Dorothy Cosonas, KnollTextiles’ creative director, is a professed fashion fanatic. When she launched the Knoll Luxe line of premium residential and contract textiles in 2008, Cosonas envisioned the collection as a way to bring the colors, patterns, and textures of haute couture and ready-to-wear styles to an interior setting. A decade on, Knoll Luxe has released 12 collections, including collaborations with fashion heavyweights Rodarte, Proenza Schouler, Suno, and Maria Cornejo. But beyond offering an edgier interpretation of its parent brand’s classic Modernism, the line has proved to be a laboratory for creative experimentation. Take, for example, Cosonas’s most recent Knoll Luxe collection, launched this past November, in which each of four upholstery textiles and two drapery fabrics push the limits of manufacturing and materials.

Among them is All Star, an upholstery fabric and homage to the spattered-paint look Cosonas saw cropping up in recent designs by high-fashion houses Maison Margiela and Gucci. The textile features flecks of metallic pigment against a solid ground—more dusty filmstrip than drippy Jackson Pollock. To obtain All Star’s delicate speckle, the piece-dyed linen-blend ground endures two passes beneath high-pressure pigment-spraying jets. This method of randomized paint application yields patterns that never repeat, meaning no two yards of All Star are alike.

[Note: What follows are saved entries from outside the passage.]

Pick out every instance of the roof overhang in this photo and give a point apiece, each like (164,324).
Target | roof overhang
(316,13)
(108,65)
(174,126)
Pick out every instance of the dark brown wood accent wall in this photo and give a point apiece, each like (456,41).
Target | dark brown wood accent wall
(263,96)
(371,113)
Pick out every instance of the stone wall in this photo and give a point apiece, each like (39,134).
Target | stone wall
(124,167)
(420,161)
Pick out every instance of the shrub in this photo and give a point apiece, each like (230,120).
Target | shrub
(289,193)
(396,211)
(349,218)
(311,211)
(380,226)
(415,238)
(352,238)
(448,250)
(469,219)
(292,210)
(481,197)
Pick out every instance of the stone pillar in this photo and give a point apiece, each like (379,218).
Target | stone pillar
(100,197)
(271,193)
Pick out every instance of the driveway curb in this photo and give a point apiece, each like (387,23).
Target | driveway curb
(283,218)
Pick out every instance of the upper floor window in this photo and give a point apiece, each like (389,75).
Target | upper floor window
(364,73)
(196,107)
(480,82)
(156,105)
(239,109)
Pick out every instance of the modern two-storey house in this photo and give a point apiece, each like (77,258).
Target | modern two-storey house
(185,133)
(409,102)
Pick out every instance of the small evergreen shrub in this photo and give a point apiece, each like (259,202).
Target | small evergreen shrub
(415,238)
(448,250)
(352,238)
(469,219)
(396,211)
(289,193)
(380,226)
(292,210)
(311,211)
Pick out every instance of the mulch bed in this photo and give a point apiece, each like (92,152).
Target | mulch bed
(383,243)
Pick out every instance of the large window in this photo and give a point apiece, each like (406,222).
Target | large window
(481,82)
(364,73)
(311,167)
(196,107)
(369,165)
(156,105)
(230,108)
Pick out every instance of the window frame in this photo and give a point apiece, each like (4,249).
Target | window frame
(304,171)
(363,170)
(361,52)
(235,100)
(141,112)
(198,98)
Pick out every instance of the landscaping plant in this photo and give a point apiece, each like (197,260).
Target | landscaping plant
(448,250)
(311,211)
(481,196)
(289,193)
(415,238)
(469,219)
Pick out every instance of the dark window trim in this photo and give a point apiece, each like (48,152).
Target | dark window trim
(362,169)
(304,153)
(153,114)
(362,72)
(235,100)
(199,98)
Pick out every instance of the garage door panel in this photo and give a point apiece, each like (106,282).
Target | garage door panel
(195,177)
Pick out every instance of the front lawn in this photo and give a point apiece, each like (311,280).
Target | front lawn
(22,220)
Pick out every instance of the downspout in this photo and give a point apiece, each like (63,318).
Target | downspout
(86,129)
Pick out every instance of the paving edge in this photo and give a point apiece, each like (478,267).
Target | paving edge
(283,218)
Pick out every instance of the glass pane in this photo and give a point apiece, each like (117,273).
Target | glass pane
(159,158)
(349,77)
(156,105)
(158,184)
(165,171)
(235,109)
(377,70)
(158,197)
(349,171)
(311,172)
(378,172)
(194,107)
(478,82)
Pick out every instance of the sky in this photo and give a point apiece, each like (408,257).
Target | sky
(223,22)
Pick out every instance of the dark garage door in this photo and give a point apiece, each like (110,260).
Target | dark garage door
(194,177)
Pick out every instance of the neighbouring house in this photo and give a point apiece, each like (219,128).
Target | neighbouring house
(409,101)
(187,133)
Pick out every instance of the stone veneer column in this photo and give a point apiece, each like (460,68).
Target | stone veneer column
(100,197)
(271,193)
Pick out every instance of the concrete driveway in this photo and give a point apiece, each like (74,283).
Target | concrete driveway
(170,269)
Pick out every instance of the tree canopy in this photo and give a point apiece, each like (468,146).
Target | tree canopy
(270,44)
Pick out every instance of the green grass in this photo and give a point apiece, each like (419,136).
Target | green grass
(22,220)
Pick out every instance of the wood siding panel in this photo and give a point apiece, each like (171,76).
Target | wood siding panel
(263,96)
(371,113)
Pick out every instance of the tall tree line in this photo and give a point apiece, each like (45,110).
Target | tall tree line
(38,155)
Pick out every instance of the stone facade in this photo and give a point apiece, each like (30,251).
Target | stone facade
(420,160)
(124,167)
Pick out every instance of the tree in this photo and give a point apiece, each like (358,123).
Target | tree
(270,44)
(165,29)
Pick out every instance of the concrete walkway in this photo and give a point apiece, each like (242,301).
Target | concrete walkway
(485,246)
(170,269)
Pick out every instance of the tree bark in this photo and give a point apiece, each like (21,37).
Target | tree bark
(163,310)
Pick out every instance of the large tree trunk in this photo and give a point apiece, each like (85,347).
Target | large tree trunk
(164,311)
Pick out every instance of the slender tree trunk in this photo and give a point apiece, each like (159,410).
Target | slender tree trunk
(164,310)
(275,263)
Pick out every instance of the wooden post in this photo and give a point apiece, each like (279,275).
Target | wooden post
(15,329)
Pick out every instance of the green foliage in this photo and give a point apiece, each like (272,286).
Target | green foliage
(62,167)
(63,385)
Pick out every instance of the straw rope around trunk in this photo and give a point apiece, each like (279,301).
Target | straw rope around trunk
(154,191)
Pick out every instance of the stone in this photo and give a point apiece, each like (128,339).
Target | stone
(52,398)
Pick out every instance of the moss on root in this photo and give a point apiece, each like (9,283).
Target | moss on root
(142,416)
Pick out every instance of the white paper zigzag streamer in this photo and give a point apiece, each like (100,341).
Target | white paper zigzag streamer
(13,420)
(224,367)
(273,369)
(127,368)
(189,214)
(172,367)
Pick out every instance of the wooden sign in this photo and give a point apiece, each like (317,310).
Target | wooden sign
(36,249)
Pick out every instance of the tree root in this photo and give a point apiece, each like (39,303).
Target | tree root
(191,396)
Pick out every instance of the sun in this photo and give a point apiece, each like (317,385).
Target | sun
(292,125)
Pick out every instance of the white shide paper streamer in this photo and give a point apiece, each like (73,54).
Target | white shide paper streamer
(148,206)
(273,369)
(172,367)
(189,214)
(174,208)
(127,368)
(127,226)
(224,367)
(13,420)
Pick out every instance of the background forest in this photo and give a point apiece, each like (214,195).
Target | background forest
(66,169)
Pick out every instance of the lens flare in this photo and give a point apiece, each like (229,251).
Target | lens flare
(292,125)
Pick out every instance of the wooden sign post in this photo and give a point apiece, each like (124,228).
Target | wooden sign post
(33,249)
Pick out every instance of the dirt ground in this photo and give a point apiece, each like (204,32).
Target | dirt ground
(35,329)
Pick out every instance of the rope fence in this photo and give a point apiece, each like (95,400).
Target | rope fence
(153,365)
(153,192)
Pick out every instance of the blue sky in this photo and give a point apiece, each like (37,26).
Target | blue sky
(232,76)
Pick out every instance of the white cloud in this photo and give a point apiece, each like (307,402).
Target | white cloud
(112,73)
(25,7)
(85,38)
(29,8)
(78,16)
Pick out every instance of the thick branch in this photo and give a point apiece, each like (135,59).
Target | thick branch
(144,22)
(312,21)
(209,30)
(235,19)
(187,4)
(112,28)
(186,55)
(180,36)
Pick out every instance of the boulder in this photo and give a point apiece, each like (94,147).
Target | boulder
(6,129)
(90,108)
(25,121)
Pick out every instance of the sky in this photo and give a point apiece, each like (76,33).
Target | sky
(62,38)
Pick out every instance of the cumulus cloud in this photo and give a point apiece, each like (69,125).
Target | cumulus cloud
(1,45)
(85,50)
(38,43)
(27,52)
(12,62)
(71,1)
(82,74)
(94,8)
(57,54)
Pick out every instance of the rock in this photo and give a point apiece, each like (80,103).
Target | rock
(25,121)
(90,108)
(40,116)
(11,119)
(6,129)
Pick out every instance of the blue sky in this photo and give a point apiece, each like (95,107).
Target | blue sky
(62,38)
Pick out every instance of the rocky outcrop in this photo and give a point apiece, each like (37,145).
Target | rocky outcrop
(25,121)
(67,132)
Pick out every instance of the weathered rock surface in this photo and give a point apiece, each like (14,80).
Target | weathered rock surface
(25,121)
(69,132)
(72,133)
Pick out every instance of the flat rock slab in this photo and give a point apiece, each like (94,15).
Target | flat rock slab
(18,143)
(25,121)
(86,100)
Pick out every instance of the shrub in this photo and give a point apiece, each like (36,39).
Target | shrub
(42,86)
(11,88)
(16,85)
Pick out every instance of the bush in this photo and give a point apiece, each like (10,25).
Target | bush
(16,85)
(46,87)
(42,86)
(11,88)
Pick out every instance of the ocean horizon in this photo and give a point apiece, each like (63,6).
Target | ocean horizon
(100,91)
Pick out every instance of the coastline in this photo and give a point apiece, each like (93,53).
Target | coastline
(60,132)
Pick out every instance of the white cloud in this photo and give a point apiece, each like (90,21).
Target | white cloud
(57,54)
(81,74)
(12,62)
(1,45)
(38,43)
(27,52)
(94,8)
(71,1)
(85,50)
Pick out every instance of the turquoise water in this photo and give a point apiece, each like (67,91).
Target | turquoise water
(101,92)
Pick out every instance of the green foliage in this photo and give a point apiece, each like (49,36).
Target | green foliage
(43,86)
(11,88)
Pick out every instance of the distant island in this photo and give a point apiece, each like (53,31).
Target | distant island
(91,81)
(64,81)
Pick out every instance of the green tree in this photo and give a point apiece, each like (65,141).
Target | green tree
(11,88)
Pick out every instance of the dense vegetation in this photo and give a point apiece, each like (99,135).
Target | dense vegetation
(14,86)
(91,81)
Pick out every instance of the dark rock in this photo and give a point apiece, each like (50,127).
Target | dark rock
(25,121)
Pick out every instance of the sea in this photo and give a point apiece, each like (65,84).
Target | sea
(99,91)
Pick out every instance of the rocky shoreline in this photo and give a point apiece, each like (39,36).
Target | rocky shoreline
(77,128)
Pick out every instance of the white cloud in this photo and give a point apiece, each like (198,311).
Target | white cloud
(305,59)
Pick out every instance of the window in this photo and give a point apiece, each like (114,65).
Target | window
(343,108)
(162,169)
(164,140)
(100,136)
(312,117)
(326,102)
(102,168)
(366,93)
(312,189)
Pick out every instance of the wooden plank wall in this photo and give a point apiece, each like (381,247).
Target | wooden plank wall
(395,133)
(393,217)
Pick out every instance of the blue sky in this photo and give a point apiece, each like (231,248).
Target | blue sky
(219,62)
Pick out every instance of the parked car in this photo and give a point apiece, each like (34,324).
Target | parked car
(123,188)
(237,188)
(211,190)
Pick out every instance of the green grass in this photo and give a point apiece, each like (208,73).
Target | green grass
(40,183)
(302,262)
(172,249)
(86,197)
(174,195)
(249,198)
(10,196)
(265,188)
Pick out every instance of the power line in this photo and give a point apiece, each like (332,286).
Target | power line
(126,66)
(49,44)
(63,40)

Prince Hairy, an upholstery textile, also has roots in the runway, with a touchable, fuzzy nap that nods to the recent resurgence of fur in designs by Prada and Givenchy. Its bright pattern is jacquard woven with a bouclé weft of wool, alpaca, mohair, and fine nylon. The textile undergoes a proprietary treatment at a French finishing house—the same one used by Europe’s leading fashion brands—where its distinctive coif is coaxed from the weave over several days. After the textile is washed and dried, a machine brushes and combs the fibers, raising the dimensional fuzz that helps soften the geometric grid pattern beneath.